そんな中、実はAIエンジニアのニーズにも変化が出ています。
従来AIシステムを構築するためには、複雑なデータモデルの設計や、深い統計知識をもとにしたアルゴリズムの構築等が求められていました。膨大なデータを分析し、それに基づいたモデルを設計する能力が必要になるのです。開発するためには高度な数学的スキルや統計学の知識を駆使して、アルゴリズムの開発や最適化を行う必要がありました。なので、AIエンジニアになりたいと思っても、誰でも簡単に挑戦できる世界ではなかったのです。
AIの世界に飛び込むためには、システム開発の知見だけでなく統計や機械学習に関する学習が必要でした。
さらに、AIシステムを実運用するためには、データの収集・前処理、モデルの学習、精度の評価、最適化など、複雑な工程を一貫して管理できる能力も重要です。そのため、AIエンジニアには専門性が高く、多くの時間と労力を投じる覚悟が求められました。
生成AIの登場によって起こっている変化
それがChatGPTに代表される生成AI技術の登場により、求められるスキルセットにも変化が現れています。これらのAIモデルは、既に学習された大規模なデータを基に、テキストや画像を生成する能力を持っています。このオープン化された生成AIにリーチがしやすくなったことで、仮に深い技術知見を有していないエンジニアであっても、API連携をすればAIシステムが構築しやすくなっています。結果的にAIを“作る”というよりも、AIを“使いこなす”エンジニアのニーズが高まりました。
そのためには、サーバサイドの開発スキルやクラウド上の開発経験がAI開発における重要な要素になっています。従来のように高い専門性を有していなくても、クラウド上での開発経験があるならAIシステムの開発に格段に挑戦しやすくなっています。
高度な専門スキルも引き続き重要
一方で、世の中のあらゆる業務に学習データがそろっているわけでは当然ありません。ゼロからデータを収集しなければならない個別業務や特定領域もまだまだ存在しています。未知の業務プロセスをAIに置き換えるためには、業務への深い理解とそれにAIをどう適応できるのか、落とし込む力が求められます。
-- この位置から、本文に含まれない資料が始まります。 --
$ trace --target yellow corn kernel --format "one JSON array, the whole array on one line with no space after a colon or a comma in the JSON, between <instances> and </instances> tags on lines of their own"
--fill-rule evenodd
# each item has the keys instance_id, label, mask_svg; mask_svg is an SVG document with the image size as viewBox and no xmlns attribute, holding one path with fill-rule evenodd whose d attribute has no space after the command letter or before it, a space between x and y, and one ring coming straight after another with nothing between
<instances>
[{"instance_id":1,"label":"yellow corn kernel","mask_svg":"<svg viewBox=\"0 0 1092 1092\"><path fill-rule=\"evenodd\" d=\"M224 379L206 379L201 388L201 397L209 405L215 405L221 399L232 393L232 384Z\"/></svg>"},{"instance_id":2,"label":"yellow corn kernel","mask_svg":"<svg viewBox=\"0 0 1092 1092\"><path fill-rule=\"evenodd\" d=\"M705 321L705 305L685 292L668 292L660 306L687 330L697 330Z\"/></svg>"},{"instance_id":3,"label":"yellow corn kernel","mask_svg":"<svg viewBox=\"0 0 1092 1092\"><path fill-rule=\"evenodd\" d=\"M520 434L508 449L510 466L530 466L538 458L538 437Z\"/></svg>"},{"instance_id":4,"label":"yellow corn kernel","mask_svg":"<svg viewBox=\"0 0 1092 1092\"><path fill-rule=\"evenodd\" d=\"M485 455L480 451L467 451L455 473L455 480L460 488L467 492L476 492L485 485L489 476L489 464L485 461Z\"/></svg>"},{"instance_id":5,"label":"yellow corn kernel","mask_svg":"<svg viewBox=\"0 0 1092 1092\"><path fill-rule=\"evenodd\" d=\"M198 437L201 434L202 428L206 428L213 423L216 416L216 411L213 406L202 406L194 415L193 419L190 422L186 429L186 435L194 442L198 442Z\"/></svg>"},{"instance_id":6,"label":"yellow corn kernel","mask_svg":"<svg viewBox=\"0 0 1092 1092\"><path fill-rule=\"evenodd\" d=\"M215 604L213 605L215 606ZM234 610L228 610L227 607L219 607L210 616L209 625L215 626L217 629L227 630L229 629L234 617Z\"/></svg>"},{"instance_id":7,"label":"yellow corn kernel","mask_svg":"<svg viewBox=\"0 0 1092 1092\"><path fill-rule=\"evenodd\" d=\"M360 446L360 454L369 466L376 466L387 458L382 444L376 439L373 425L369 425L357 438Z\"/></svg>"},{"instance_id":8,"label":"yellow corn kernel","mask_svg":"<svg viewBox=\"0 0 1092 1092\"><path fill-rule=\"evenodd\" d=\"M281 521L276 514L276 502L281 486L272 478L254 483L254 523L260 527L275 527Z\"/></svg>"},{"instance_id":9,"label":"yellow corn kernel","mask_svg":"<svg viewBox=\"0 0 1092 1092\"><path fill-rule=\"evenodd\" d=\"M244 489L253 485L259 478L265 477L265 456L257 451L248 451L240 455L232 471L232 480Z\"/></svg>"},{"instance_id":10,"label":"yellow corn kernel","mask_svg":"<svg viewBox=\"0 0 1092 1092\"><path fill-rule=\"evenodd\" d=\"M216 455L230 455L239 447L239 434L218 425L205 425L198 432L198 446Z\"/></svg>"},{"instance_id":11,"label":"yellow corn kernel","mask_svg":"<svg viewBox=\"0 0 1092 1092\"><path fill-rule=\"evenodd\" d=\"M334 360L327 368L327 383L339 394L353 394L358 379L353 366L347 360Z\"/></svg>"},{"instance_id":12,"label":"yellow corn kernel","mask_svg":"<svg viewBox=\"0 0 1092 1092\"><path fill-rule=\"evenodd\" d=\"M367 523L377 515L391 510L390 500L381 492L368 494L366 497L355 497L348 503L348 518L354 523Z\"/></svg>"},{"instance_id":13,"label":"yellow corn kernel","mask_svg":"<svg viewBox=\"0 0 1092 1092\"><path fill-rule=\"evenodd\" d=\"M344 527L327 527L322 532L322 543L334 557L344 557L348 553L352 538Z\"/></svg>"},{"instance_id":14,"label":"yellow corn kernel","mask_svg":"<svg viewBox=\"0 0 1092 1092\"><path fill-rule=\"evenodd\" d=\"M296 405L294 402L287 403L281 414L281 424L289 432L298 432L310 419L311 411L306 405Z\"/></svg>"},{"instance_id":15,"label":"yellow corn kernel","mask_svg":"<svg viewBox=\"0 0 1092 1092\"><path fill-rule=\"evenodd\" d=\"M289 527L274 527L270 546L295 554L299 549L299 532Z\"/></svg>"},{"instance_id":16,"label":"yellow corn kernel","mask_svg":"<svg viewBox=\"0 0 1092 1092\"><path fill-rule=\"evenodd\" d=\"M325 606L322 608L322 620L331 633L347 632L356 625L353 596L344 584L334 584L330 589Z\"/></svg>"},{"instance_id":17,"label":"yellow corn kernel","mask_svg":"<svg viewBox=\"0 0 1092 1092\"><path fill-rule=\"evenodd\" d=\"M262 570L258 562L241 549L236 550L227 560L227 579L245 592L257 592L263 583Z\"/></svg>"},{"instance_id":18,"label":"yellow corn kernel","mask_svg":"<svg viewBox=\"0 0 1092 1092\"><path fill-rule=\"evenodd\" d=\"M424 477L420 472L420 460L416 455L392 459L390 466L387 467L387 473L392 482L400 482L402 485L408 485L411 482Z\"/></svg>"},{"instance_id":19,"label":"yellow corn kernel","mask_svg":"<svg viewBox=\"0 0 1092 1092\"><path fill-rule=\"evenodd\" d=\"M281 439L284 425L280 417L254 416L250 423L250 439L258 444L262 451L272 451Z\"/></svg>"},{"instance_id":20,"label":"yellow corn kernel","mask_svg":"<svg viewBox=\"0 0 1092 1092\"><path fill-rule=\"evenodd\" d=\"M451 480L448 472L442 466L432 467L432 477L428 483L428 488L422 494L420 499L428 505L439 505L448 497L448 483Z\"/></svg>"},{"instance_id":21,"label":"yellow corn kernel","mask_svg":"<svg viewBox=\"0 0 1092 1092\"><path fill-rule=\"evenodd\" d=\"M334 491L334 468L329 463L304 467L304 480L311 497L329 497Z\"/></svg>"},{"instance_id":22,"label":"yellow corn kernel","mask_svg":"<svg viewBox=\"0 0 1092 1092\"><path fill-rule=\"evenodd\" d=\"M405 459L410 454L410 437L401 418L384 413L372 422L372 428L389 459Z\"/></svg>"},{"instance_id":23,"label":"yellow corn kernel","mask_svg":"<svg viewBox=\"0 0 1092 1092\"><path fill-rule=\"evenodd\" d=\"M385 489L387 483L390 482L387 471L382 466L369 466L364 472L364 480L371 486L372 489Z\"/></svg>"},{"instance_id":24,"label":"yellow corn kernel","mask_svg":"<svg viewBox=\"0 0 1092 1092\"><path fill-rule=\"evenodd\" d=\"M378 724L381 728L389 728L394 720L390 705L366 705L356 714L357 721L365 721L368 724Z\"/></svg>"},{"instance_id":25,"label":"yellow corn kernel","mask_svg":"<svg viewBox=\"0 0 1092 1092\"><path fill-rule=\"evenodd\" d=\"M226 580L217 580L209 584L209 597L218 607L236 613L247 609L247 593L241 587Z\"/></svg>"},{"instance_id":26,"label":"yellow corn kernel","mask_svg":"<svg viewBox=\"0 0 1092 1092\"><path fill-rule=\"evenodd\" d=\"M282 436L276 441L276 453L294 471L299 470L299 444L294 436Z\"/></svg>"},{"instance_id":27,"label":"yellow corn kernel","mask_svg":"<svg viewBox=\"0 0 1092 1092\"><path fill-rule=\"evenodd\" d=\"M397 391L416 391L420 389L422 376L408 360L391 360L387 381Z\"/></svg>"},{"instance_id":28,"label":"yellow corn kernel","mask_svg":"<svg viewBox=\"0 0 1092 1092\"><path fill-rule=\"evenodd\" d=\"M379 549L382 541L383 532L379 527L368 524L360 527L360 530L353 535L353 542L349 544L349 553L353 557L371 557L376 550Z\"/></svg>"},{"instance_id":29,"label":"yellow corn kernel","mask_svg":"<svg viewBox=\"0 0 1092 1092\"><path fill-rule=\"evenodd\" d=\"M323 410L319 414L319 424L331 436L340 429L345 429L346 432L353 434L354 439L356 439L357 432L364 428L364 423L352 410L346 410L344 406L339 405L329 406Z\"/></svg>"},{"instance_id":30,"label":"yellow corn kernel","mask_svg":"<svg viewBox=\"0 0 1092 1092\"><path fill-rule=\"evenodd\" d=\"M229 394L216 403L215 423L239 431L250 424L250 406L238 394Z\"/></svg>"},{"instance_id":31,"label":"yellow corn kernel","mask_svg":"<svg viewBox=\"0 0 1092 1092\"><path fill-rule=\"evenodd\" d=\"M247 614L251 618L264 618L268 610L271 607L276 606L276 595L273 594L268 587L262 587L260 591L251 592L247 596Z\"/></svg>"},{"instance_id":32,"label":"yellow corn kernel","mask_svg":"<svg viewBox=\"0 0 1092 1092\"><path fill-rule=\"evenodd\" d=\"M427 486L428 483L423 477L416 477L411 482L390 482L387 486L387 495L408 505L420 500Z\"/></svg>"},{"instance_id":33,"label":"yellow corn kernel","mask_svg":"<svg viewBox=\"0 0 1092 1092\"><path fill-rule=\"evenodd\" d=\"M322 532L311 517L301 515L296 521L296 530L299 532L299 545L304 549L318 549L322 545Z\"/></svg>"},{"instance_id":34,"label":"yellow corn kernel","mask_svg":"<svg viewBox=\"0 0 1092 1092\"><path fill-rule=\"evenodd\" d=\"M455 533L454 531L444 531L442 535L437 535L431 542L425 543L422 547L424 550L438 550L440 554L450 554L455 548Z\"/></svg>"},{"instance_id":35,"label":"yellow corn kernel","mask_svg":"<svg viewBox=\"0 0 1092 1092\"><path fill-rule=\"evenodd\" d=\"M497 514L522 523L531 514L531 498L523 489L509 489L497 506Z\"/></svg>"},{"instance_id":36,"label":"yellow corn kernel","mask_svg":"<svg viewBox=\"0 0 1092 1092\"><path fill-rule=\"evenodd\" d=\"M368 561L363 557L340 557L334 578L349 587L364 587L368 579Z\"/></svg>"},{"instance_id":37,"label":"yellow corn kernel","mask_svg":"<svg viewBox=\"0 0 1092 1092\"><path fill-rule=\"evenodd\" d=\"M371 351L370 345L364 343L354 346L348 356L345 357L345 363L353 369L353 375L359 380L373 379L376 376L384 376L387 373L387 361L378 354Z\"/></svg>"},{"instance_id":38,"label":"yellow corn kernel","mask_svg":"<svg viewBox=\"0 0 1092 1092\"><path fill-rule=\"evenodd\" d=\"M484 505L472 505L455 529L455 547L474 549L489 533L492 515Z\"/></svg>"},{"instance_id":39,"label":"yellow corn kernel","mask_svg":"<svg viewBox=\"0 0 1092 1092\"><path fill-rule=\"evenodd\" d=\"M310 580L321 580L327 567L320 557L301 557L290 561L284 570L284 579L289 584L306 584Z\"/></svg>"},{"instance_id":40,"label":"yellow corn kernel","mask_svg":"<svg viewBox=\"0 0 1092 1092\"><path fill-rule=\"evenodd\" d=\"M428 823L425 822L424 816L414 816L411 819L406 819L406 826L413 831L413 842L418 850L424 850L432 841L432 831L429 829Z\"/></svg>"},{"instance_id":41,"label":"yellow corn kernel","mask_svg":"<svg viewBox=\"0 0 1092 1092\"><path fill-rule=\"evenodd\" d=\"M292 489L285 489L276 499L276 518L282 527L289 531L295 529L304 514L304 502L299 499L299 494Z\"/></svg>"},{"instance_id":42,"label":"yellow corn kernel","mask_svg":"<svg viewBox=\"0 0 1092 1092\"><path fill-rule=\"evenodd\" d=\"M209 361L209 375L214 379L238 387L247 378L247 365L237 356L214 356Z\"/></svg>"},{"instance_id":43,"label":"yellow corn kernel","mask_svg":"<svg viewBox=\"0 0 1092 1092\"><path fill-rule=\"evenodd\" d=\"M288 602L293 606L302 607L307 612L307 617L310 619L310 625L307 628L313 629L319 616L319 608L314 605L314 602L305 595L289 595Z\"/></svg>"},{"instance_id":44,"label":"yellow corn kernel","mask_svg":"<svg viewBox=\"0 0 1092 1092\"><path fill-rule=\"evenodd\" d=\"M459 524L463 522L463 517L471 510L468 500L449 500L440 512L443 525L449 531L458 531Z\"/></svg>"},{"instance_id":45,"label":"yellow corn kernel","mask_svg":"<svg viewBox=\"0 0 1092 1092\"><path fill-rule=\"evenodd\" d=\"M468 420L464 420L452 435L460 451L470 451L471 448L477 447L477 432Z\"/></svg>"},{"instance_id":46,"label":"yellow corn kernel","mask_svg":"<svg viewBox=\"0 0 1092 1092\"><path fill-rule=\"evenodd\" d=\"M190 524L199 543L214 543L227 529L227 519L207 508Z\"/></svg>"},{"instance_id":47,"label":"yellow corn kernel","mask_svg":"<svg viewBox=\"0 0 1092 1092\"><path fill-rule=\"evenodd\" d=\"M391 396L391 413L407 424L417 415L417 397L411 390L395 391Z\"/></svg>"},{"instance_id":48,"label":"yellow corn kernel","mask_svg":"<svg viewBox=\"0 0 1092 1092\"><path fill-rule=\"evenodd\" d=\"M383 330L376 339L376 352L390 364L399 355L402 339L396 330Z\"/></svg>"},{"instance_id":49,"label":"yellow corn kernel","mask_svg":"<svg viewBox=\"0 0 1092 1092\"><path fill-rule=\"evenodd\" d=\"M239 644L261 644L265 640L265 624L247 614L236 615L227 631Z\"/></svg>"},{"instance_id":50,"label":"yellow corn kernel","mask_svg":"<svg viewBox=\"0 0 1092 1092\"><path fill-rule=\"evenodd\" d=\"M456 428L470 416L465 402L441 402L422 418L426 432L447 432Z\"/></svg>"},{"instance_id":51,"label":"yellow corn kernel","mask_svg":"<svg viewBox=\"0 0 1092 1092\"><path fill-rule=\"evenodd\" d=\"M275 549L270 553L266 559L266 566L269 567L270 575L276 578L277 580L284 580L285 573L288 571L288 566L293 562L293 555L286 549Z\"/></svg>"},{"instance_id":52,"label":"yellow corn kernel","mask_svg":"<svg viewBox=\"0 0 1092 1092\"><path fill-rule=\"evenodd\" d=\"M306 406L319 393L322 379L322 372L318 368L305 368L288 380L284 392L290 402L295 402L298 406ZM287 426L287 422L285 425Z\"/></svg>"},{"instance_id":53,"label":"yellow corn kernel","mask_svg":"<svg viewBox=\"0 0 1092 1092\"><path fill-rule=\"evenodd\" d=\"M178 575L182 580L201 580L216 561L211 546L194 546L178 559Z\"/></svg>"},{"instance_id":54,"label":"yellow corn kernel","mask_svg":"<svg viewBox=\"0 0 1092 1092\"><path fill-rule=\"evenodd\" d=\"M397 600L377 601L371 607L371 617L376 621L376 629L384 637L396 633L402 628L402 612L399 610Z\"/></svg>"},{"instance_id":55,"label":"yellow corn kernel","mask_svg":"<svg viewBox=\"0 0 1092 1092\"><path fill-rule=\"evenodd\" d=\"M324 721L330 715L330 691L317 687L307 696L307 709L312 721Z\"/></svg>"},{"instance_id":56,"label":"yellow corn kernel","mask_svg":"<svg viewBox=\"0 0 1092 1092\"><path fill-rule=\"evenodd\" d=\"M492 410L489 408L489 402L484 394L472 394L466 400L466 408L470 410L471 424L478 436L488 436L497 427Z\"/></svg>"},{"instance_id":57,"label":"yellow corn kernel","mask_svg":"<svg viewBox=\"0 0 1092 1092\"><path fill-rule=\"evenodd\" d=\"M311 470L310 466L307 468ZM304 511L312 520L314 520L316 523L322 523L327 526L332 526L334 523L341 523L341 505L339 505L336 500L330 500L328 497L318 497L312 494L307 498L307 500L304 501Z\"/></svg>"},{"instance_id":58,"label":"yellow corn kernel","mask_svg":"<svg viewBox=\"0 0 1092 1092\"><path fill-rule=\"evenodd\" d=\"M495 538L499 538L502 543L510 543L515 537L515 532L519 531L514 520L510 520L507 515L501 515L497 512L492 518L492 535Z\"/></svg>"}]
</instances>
データ基盤の構築や分析モデルの設計、それに向けた必要なアーキテクチャの検討等、高度な専門的なスキルも求められるのです。
それに加えて、生成AIを活用する上ではプライバシーや倫理的な側面での問題も出ています。品質管理やセキュリティ等、AIシステムにおける検討・対応事項も増えており、対応するエンジニアが必要となるはずです。
これからの転職市場
生成AIがもたらした変化は、AIエンジニアのキャリアに新たな方向性を示しています。今後のAIエンジニアには、従来の専門的な技術を持つだけでなく、AIを使いこなし、より広い視野でビジネス価値を生み出す力が求められるでしょう。転職市場においても、より柔軟なキャリアパスが求められる時代に突入しています。